Probase: Building a Probabilistic Ontology from the Web

Monday, August 9, 2010 - 10:41am


Tuesday, Aug 17. 2010
11:00 – 12:00 PM
Computer Science Conference Room, Harold Frank Hall Rm. 1132

HOST: Amr El Abbadi

SPEAKER: Haixun Wang
Microsoft Research

Title: Probase: Building a Probabilistic Ontology from the Web


The dream of the Semantic Web is to develop one ontology in one
language covering everything that exists. The reality is that we
have a large number of ontologies that each focuses on a small
domain, and are extremely hard to integrate. Recently, a lot of
interest has been devoted to universal ontologies, either
automatically constructed or built by community effort. However,
they still have limited scope. For example, Freebase, the most well
known taxonomy built by community effort, contains about 1,500
concepts, which is far cry from “covering everything that exists.”
In this talk, I will present a universal, probabilistic taxonomy that
is more comprehensive than any of the existing taxonomies
today. Currently, it contains over 2 million concepts harnessed
automatically from a corpus of 1.68 billion web pages and 2 years’
worth of search log data. Unlike traditional knowledge bases that
treat knowledge as black and white, it enables probabilistic
interpretations of the information it contains. The probabilistic
nature also enables it to incorporate heterogeneous information in a
natural way. We present the detail of how the core taxonomy, which
contains hypernym-hyponym relationships, is constructed, and how it
models knowledge’s inherent uncertainty, ambiguity, and
inconsistency. I will aslo discuss potential applications, e.g.,
understanding user intent, that can benefit from the taxonomy.

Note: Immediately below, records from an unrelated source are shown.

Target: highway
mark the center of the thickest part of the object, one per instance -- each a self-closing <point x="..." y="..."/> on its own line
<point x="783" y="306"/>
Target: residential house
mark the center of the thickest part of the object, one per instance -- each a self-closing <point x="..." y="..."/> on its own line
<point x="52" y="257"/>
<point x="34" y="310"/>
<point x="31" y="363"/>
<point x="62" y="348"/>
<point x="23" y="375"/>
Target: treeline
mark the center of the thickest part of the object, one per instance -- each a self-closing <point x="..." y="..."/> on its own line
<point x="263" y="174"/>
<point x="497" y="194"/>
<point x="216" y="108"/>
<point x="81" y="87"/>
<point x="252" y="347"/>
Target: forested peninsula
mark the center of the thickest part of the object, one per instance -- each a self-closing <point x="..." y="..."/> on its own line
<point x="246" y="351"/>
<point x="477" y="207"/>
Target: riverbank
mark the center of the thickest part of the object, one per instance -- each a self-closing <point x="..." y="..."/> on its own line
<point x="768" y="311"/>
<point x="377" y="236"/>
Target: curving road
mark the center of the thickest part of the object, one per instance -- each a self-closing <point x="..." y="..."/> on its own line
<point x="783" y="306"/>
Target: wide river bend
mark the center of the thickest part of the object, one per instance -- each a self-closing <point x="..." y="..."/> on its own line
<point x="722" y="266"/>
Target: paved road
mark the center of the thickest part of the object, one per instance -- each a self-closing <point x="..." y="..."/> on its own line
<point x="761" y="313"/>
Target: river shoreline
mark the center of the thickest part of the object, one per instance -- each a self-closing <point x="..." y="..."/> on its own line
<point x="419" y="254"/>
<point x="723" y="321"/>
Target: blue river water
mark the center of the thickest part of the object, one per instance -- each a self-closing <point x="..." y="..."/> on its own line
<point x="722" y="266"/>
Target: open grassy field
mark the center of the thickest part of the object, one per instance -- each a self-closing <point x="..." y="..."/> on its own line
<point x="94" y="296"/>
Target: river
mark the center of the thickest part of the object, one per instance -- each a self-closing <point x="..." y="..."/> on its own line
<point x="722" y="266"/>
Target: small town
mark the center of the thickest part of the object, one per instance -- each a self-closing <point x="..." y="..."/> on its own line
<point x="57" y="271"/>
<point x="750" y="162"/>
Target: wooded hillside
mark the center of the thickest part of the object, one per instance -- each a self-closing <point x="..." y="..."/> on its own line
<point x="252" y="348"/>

Haixun Wang joined Microsoft Research Asia in Beijing, China in 2009,
and he leads research in database, semantic web, graph data processing
systems, and distributed query processing. Before joining Microsoft, he
had been a research staff member at IBM T. J. Watson Research Center for
9 years. He was Technical Assistant to Stuart Feldman (Vice President of
Computer Science of IBM Research) from 2006 to 2007, and Technical
Assistant to Mark Wegman (Head of Computer Science of IBM Research) from
2007 to 2009. He received the Ph.D. degree in computer science from the
University of California, Los Angeles in 2000. He has published more
than 120 research papers in referred international journals and
conference proceedings. He was PC Vice Chair of KDD’10, ICDM’09, SDM’08,
and KDD’08, and he served as demo/workshop/sponsor Chair of various
conferences, including SIGMOD’08, ICDM’08, ICDE’09, ICDM’11, etc. He
serves on the editorial board of IEEE Transactions of Knowledge and Data
Engineering (TKDE), and Journal of Computer Science and Technology
(JCST). He is an adjunct professor of Nanjing University and Renmin
University of China.